Ermengarda e l’«amor tremendo» Anche in uno scrittore meno passionale e più misurato come Alessandro Manzoni, il tema canonico del morir d’amore trova almeno una realizzazione di grande intensità. L’opera è l’Adelchi (1822) e la protagonista è Ermengarda, figlia del re dei longobardi Desiderio e sorella di Adelchi. Andata sposa a Carlo Magno per ragion di stato, ma poi moglie felice e innamorata, a un certo punto viene ripudiata da Carlo per motivi politici. Torna allora dal padre e dal fratello e si rifugia dalla sorella Ansberga nel monastero di San Salvatore a Brescia. Consumata dal dolore del ripudio, Ermengarda prega la sorella di trovare qualcuno che trasmetta al sempre amato Carlo il suo messaggio estremo: ella lo perdona. E rivela di sperare ancora che Carlo richieda presso di sé almeno il suo corpo: l’amore che la donna prova tuttora per Carlo si manifesta in questo desiderio di contatto dopo la morte, contatto che in vita le è stato negato. Ma Ansberga le rivela che ciò non è possibile, perché Carlo ha celebrato nuove nozze con Ildegarde. A questa notizia, Ermengarda sviene e cade in delirio.
Amore e morte si intrecciano ancora una volta, ma questa volta all’interno del matrimonio. È questa una novità introdotta dalla cultura romantica, che talvolta nel matrimonio non vede un ostacolo all’amore, bensì il luogo eletto in cui esso può realizzarsi concretamente. La morte si manifesta al di fuori di esso perché nasce da un ripudio ingiusto, dettato dall’ostacolo esterno della ragion di stato, ma interiormente accettato dalla libera, egoistica volontà di Carlo. Leopardi: amore e morte, una nuova alleanza Una declinazione del tutto particolare della connessione tra amore e morte è quella che ci fornisce Giacomo Leopardi nella canzone libera che porta il significativo titolo di Amore e Morte, composta nel 1832 e pubblicata nel 1835. Si tratta di una meditazione del «pensiero poetante» (A. Prete) dell’autore sul rapporto che intercorre tra queste due forze; una meditazione che rovescia quello che, al di là degli esempi finora riportati, resta un luogo comune: per Leopardi, l’amore e la morte non sono due potenti entità nemiche tra loro, ma due forze alleate, entrambe positive.

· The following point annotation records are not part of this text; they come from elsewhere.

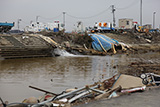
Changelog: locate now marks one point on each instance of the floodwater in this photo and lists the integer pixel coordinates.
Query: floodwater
(56, 74)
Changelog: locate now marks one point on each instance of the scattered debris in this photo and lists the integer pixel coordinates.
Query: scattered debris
(115, 86)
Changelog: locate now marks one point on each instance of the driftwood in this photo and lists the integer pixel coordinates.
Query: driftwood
(41, 90)
(107, 93)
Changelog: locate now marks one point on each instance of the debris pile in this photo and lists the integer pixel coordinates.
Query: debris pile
(115, 86)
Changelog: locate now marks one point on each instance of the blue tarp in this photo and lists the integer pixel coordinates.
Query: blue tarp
(100, 41)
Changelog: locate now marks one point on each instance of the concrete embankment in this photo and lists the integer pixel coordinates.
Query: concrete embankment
(22, 46)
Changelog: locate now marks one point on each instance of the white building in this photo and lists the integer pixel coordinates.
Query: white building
(126, 23)
(39, 26)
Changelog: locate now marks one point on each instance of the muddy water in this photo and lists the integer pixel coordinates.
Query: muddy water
(53, 74)
(60, 73)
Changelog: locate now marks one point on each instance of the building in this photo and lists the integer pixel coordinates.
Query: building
(147, 26)
(39, 26)
(125, 23)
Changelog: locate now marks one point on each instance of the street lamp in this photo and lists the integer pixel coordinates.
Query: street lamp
(154, 20)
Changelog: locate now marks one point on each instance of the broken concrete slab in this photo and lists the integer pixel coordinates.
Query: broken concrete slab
(127, 82)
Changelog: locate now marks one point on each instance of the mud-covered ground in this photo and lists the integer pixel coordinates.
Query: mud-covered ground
(146, 43)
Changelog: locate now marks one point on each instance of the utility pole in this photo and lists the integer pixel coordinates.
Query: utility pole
(113, 10)
(18, 23)
(141, 13)
(154, 20)
(37, 18)
(64, 20)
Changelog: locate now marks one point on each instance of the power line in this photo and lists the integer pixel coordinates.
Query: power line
(96, 15)
(50, 18)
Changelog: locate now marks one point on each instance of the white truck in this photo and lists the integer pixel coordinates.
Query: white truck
(103, 27)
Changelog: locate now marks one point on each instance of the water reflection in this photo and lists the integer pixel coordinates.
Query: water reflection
(54, 74)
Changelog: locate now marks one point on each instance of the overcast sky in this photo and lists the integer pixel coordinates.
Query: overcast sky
(87, 11)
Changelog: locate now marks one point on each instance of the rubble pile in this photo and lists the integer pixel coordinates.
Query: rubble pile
(115, 86)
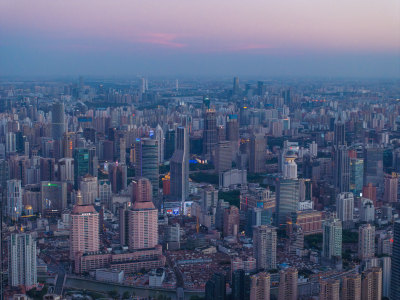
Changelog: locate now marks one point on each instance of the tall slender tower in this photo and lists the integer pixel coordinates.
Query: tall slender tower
(179, 166)
(84, 229)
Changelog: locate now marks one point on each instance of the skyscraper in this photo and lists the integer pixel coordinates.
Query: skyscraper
(329, 289)
(14, 199)
(391, 186)
(366, 242)
(371, 284)
(143, 223)
(332, 239)
(141, 190)
(257, 153)
(345, 208)
(373, 165)
(287, 199)
(146, 151)
(264, 246)
(395, 279)
(351, 287)
(84, 236)
(340, 133)
(288, 284)
(209, 133)
(58, 120)
(179, 166)
(22, 260)
(260, 286)
(342, 169)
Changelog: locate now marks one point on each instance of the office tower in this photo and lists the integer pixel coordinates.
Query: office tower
(257, 153)
(105, 193)
(371, 284)
(231, 221)
(81, 164)
(366, 241)
(287, 199)
(223, 157)
(84, 236)
(117, 174)
(179, 167)
(89, 189)
(169, 144)
(209, 133)
(329, 289)
(210, 197)
(395, 279)
(341, 169)
(332, 239)
(345, 209)
(240, 285)
(367, 210)
(290, 166)
(260, 286)
(4, 174)
(53, 196)
(391, 182)
(143, 223)
(22, 260)
(264, 246)
(122, 150)
(288, 284)
(351, 287)
(369, 191)
(141, 190)
(14, 199)
(373, 165)
(356, 175)
(232, 133)
(172, 236)
(340, 133)
(66, 169)
(159, 136)
(57, 121)
(68, 144)
(11, 143)
(236, 86)
(216, 287)
(146, 151)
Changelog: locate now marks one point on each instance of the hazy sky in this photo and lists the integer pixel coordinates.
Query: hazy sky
(189, 37)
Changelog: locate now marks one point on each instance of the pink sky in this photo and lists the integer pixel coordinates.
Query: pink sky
(212, 26)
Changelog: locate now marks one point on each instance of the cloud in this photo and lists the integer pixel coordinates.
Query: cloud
(162, 39)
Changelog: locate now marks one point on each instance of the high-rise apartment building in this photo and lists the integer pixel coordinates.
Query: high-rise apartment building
(288, 284)
(257, 153)
(260, 286)
(264, 246)
(395, 279)
(391, 183)
(146, 165)
(366, 241)
(332, 239)
(371, 284)
(14, 199)
(209, 133)
(22, 260)
(329, 289)
(345, 209)
(84, 236)
(179, 166)
(351, 287)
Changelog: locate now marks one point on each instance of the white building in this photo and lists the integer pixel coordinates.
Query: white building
(22, 260)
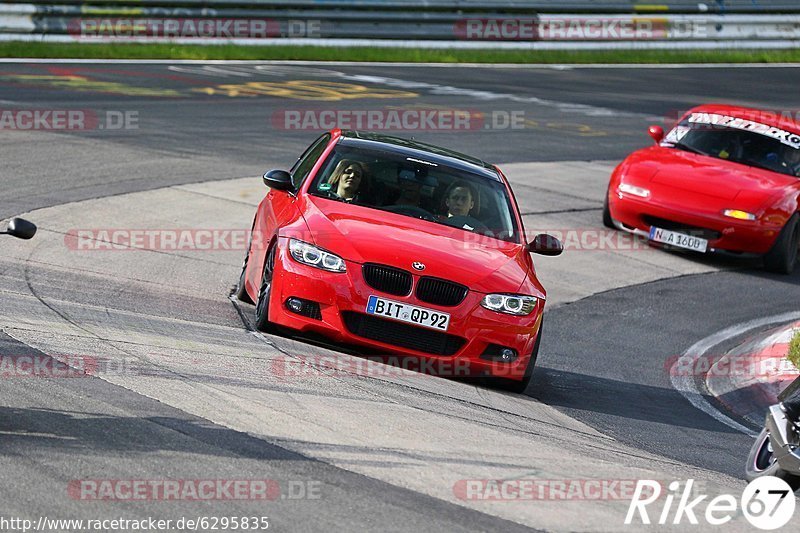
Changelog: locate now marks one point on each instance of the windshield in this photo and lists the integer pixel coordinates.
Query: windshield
(738, 140)
(413, 187)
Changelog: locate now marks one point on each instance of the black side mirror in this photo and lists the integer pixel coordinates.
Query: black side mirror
(21, 228)
(656, 132)
(545, 244)
(278, 179)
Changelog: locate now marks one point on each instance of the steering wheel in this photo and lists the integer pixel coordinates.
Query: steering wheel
(412, 211)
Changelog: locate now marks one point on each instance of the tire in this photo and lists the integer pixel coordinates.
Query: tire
(782, 258)
(241, 292)
(607, 220)
(262, 322)
(520, 386)
(760, 463)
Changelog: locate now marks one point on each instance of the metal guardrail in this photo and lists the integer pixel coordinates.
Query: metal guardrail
(465, 6)
(437, 23)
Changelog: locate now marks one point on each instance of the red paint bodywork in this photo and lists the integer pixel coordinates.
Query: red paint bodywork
(694, 190)
(359, 234)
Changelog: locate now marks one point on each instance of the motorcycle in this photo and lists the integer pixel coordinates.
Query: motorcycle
(20, 228)
(776, 451)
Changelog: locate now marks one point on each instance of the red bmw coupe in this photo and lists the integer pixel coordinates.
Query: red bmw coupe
(401, 247)
(724, 178)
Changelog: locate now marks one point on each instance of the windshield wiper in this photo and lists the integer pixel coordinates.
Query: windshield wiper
(687, 148)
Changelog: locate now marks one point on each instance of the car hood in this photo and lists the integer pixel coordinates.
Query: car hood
(716, 178)
(365, 235)
(703, 183)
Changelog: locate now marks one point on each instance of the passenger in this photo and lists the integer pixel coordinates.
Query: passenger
(347, 179)
(460, 200)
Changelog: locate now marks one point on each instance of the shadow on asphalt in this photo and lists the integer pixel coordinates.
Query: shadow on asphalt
(580, 392)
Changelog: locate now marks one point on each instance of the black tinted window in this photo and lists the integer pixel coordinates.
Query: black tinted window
(306, 162)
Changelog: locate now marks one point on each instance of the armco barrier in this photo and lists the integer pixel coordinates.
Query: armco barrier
(434, 23)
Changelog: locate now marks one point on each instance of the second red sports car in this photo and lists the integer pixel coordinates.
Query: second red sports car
(402, 247)
(724, 178)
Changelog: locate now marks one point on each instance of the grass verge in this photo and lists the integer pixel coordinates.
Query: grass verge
(413, 55)
(794, 349)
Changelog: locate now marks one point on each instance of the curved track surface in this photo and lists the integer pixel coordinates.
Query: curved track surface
(185, 391)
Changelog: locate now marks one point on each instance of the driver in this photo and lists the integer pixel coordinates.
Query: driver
(347, 179)
(459, 199)
(791, 160)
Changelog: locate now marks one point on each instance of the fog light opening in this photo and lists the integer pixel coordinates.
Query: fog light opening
(302, 307)
(501, 354)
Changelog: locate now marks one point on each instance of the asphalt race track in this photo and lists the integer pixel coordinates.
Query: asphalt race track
(186, 390)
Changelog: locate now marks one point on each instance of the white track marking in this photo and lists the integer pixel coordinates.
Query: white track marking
(550, 66)
(686, 384)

La canzone si articola in quattro strofe: nella prima si dichiara l’indissolubile solidarietà, quasi un legame amoroso, tra Amore e Morte; nella seconda il poeta dichiara che quando nel cuore dell’uomo nasce l’amore, assieme a esso prende vita il «desiderio di morir»; nella terza il poeta segue il parallelo crescere e rafforzarsi, nell’uomo innamorato, tanto della potenza d’amore quanto del fascino della morte; infine, nella quarta il poeta, che già nelle canzoni precedenti a questa aveva narrato la propria esperienza d’amore, invoca la «bella Morte, pietosa che ogni gran male, ogni dolore annulla».